What inspired you to work at Berkeley Lab?
I interviewed at UC Berkeley years ago and was connected to a temporary position at the Lab. One position turned into another and I eventually became an administrator in the IT Division. I enjoy the work I do at the Lab because of the wide variety of activities I am involved in. I am most passionate about thorough and precise communication, relationship building, and organizing. I also love to read and write and currently serve as the in-house editor and proofreader for my colleagues’ written materials.
What have you been most proud of accomplishing at the Lab?
I have provided the Lab community science-IT courses for over five years in partnership with D-Lab, UC Berkeley’s center for data intensive social science. The program has trained thousands of Lab staff in Python, R, Bash, and Git and more. The demand for these courses remains strong year-to-year so it is rewarding to provide a popular service to my colleagues. The Lab has also taught me some great work habits organizationally, interpersonally, and has pushed me technically (thank you IT friends!). The Lab has supported my pursuit of professional certifications and courses of interest. Overall, the Lab has offered me a flexible position with growing children and evolving work/life needs.
Do you have tips you'd recommend for someone looking to enter and/or succeed in your field of work?
Becoming an administrator is certainly an attainable career goal, but entering and succeeding in this field requires excellent organizational skills (e.g., your output must be organized, succinct and digestible) and honing attention to detail is the crux of everything. Revise, revise, and then revise again. Be over-prepared. Be open to feedback from trustworthy people. Allow your mentors that demonstrate integrity to contribute to you - this will also make you a great colleague to work with.
How can our community engage more women, girls, and other underrepresented groups in STEM?
My girls are in 3rd and 6th grade right now and are both confident that math is their strongest subject.
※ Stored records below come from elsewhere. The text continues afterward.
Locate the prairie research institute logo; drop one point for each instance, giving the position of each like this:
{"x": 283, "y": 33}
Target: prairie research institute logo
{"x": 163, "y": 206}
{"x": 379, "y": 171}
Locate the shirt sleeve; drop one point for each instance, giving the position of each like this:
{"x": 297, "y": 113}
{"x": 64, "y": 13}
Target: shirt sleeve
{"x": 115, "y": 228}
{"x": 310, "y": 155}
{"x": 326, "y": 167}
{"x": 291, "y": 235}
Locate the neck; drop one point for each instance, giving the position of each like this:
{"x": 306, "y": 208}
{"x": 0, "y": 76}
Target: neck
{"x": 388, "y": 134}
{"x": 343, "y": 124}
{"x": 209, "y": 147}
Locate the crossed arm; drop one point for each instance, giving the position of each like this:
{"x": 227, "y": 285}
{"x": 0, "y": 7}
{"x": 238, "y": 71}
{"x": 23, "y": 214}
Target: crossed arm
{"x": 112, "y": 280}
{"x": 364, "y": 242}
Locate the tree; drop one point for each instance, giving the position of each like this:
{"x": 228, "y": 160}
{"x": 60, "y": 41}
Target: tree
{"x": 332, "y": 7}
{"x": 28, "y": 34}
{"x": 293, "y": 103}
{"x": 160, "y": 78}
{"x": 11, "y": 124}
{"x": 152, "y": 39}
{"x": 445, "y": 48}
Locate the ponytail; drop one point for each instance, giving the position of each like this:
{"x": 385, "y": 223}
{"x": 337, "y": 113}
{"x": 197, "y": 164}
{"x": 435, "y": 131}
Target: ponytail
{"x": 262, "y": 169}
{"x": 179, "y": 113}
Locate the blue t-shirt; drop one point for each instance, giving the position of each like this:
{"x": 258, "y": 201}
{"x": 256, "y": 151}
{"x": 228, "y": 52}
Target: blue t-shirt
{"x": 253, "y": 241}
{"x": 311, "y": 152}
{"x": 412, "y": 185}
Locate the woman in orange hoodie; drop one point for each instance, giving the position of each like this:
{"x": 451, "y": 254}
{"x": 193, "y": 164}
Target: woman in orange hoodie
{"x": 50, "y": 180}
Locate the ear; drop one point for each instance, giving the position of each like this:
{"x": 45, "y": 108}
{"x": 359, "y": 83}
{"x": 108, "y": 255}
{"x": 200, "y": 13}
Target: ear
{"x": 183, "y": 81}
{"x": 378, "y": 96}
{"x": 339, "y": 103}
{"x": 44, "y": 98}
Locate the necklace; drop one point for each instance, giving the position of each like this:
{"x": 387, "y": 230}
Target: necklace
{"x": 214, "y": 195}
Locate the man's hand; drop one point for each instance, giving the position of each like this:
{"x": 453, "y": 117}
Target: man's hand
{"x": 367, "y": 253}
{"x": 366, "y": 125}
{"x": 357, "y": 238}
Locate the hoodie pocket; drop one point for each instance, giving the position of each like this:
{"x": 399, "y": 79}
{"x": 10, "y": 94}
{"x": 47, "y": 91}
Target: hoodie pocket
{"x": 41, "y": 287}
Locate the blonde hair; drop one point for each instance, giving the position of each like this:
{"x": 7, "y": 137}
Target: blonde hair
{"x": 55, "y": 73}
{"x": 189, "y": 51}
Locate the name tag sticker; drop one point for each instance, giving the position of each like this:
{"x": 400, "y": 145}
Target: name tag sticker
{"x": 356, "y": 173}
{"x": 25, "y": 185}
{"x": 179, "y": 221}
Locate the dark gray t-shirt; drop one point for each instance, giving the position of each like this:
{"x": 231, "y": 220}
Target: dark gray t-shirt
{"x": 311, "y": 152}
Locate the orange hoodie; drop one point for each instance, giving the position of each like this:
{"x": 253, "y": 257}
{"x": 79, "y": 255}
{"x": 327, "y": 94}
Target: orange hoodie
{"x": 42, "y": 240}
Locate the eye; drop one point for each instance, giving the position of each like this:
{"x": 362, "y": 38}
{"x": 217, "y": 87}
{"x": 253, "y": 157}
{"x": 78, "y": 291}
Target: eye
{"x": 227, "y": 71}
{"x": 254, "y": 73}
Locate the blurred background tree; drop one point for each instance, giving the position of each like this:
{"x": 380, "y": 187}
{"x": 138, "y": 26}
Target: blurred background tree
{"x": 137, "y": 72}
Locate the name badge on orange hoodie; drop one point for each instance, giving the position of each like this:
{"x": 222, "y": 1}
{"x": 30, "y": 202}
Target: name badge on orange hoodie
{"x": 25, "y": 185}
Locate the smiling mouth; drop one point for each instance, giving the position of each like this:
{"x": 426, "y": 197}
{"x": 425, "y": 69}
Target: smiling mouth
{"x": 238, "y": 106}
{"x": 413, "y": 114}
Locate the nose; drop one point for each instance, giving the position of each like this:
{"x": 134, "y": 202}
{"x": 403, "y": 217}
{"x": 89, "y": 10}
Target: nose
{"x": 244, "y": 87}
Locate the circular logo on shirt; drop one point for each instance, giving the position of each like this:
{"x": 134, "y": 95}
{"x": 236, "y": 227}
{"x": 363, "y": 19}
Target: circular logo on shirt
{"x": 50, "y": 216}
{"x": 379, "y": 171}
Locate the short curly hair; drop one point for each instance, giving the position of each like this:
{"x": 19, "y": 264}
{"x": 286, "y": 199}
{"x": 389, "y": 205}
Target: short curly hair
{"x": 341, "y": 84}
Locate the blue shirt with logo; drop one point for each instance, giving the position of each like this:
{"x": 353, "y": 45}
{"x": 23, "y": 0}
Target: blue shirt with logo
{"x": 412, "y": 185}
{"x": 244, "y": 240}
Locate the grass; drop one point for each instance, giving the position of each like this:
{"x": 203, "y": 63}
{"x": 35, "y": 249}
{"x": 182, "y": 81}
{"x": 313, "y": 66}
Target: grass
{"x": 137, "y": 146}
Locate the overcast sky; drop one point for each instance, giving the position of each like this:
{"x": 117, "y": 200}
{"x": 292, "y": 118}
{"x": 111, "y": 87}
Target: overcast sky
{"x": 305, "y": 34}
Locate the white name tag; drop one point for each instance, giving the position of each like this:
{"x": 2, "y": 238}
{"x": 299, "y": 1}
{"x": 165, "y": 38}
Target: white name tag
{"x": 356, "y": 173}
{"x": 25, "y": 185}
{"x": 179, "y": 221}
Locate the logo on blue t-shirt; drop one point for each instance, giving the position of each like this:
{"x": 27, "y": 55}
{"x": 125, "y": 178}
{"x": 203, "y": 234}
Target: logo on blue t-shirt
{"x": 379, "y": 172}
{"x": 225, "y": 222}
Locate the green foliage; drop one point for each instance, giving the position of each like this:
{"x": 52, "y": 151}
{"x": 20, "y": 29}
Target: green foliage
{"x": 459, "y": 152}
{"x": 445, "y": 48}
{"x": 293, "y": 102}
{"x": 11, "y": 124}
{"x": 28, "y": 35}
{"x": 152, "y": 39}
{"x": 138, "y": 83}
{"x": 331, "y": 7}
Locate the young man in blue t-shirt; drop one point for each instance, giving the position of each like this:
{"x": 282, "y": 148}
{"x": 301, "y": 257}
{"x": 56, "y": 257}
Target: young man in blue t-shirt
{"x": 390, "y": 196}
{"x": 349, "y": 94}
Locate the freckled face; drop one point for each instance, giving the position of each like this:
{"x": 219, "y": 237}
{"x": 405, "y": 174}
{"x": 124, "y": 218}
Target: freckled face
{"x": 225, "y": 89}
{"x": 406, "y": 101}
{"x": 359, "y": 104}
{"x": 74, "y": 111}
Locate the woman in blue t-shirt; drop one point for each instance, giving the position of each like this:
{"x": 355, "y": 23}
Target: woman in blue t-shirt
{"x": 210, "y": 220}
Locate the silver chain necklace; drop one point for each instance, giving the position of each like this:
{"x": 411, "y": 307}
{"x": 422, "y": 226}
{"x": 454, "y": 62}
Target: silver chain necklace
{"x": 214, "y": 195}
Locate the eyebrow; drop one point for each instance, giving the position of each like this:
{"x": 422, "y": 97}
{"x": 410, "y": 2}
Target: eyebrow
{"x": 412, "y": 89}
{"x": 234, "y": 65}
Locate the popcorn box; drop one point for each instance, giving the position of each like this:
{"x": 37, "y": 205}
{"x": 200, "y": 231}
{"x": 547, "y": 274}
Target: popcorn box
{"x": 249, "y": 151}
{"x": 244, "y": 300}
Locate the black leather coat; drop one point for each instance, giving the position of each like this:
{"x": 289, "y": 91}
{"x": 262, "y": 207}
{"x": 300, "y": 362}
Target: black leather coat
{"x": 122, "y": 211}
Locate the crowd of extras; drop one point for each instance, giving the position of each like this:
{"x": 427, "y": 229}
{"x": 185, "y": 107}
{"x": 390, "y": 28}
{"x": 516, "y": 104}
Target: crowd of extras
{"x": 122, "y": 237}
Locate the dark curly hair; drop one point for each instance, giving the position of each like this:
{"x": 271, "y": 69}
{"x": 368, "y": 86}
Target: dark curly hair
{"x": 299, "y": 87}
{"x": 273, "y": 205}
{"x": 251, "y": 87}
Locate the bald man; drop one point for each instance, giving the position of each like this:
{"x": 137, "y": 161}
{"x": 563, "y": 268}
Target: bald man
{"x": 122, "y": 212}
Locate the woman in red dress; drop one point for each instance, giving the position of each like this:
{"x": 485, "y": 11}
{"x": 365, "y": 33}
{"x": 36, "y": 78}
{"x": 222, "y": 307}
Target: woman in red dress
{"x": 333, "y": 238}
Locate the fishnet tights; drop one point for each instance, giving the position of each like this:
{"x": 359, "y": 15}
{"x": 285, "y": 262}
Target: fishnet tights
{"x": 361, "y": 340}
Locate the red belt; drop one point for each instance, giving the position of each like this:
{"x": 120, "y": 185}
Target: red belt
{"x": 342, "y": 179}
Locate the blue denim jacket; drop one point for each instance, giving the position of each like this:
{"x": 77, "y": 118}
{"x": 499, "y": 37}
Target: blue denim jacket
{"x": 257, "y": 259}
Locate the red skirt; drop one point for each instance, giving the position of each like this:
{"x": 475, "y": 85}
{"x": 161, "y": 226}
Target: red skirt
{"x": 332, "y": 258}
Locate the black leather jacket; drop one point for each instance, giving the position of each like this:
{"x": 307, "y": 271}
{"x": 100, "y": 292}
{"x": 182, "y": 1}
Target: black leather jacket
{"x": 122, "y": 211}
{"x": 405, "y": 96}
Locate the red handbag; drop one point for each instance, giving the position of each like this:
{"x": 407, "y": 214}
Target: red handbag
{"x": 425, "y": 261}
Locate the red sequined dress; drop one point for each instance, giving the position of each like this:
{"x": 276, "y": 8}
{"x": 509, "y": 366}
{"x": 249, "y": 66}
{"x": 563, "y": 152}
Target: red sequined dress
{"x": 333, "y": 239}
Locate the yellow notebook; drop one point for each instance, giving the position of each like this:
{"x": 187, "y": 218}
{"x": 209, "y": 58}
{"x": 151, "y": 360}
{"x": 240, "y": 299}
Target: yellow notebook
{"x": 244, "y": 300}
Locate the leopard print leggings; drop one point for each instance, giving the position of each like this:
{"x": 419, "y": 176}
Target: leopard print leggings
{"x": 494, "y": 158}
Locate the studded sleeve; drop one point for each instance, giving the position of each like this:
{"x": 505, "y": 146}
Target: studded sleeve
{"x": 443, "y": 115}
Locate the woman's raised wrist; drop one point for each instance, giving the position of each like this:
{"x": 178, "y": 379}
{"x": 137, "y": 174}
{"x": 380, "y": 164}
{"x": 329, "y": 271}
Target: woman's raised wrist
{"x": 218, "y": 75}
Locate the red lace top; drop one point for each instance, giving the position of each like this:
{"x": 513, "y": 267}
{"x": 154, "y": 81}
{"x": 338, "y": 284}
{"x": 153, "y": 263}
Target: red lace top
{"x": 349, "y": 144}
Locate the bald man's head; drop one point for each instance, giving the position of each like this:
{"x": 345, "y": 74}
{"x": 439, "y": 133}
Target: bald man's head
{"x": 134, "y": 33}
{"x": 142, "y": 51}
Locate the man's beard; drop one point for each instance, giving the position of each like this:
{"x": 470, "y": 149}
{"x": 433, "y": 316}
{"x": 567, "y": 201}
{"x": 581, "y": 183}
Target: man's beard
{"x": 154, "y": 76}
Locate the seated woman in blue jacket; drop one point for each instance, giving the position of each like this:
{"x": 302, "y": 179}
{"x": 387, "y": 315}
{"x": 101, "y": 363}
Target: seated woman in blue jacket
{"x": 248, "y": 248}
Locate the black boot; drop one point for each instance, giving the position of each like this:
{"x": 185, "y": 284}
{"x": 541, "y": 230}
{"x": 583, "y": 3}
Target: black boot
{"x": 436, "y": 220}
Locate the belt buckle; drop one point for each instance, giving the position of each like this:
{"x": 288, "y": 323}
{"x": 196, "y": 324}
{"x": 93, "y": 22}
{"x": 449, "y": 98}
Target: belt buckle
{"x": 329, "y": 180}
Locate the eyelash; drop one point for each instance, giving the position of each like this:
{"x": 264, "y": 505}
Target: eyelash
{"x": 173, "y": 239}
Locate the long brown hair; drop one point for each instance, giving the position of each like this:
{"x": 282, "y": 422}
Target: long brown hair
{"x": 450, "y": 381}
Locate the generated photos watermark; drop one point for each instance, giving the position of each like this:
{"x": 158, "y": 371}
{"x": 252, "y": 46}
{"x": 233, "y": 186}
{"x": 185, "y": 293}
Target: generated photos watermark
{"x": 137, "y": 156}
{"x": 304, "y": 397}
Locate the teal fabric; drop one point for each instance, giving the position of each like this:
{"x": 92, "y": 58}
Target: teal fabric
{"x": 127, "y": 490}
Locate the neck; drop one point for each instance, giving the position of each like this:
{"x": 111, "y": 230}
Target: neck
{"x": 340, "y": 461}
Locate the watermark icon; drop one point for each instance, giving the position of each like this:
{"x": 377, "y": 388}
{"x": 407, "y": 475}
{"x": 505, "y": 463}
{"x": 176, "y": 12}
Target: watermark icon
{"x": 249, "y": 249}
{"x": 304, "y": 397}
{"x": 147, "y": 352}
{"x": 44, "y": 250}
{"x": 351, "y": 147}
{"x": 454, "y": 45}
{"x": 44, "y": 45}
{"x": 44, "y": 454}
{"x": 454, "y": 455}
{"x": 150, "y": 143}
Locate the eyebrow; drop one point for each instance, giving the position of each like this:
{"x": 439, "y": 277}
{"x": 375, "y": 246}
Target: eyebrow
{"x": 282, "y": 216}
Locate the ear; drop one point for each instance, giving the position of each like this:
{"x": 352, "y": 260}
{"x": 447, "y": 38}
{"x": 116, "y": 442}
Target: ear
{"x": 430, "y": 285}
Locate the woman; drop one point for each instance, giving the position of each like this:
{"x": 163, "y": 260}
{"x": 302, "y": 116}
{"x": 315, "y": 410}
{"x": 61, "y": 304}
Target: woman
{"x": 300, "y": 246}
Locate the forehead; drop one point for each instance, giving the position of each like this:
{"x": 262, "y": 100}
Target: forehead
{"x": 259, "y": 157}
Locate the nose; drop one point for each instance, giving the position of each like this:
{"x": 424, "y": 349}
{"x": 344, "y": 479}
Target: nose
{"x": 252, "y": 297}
But, research shows that girls lose confidence in STEM fields as we move through adolescence, which is the same time we realize just how much cultural currency our bodies hold in society. Targeting girls and underrepresented groups for STEM in the middle school years is a prime age. Meeting kids where they are in terms of interests and stimulating to encourage their interests in STEM topics from those points of interests could be a compelling intervention for middle schoolers.
Secondly, having people from underprivileged groups serving in positions of executive leadership is beneficial for growing leaders. People in entry level and middle level jobs are then able to see people who look like themselves in upper-level positions. This encourages aspiration and counteracts stereotypes of homogeneity among leadership. When a diversity of faces are not represented among executives, that has repercussions and the possibility of breaking barriers becomes that much more of a psychological and material hurdle.